When I asked about this yesterday, Richard said that the reason for choosing DHCP over PANA is that fewer elements in the network have to change, but my superficial understanding of PANA suggests to me that this is not actually the case. It seems to me that PANA can traverse essentially the same path that DHCP relay packets traverse, given that you're going to have to make a change on the BRAS anyway.

As I say, I'm not an expert in PANA, so I may have missed something, but this is my naive understanding of the situation. And again, as I say, I'm not a strong proponent of PANA - I'm just suggesting that we do what is expedient, and will work, rather than fighting a pitched battle for an alternative that in the final analysis probably isn't a better choice, and fundamentally does pretty much the same thing.
The DHCP Authentication solution assumes that port marking (in DHCP Option 82) and then the layer 2 network is secure by current features in the DSLAM that are provisioned by DHCP snooping. Thus the DHCP Authentication, while only being implemented on the Layer 3 edge and the CPE, does secure the large layer 2 network in front of the layer 3 edge. Basically you cannot send a packet into the layer 2 network until the DHCP ack is received (DHCP packets are obviously the only exception to this).
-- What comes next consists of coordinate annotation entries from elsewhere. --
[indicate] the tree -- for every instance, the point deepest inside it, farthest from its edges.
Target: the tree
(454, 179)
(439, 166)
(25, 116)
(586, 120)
Often my frustration in this dialog has been that people do not seem to understand how big an issue this layer 2 secured edge is. A couple of points to that: - Firstly these metro and dsl aggregation networks can be large, 200K subscribers sites connected common.
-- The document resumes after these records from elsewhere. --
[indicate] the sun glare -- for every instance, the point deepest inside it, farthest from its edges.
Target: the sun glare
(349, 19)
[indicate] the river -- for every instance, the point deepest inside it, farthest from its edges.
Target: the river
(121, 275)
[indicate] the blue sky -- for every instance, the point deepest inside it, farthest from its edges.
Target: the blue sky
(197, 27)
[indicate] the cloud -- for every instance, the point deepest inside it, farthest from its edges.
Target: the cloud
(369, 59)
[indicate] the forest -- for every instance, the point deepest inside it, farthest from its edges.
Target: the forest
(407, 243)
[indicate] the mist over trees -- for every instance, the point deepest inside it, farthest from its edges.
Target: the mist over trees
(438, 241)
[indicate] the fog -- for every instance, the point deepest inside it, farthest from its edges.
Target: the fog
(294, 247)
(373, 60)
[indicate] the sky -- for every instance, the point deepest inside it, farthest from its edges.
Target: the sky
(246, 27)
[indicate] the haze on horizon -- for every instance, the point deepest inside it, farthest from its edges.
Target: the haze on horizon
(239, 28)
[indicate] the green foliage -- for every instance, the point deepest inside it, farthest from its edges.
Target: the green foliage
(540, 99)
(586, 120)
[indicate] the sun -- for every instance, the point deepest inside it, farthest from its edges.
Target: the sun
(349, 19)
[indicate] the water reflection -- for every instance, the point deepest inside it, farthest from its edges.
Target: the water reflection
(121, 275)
- Services like large content sources are deployed in the layer 2 networks.
- Multiservice and layer 2 content distribution are the main real technical drivers to move from PPPoE.
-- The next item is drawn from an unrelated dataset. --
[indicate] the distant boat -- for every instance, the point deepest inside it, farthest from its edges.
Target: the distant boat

PANA would require something to get identity from the layer 2 switch directly connected to the subscriber site and then something else to enforce policy in the layer 2 provider edge. This is a very different implementation task but also means that the service edge which touches millions of homes would need to implement and upgrade to whatever spaghetti sauce control plain PANA propose to control the layer 2 switches at this edge. These are not big BRAS's with lots of memory and CPU, these are small edge devices, built to be as cheap as possible, providers are very, very reluctant to replace them with things that could run a big control plain.

Personally I think the most likely result of specifying something that needs an equipment upgrade to the layer 2 edge for SP's to deploy a service without a cost advantage will probably be that we will see deployment of proprietary authentication that do not inflict this cost and operation hardship on the SP's.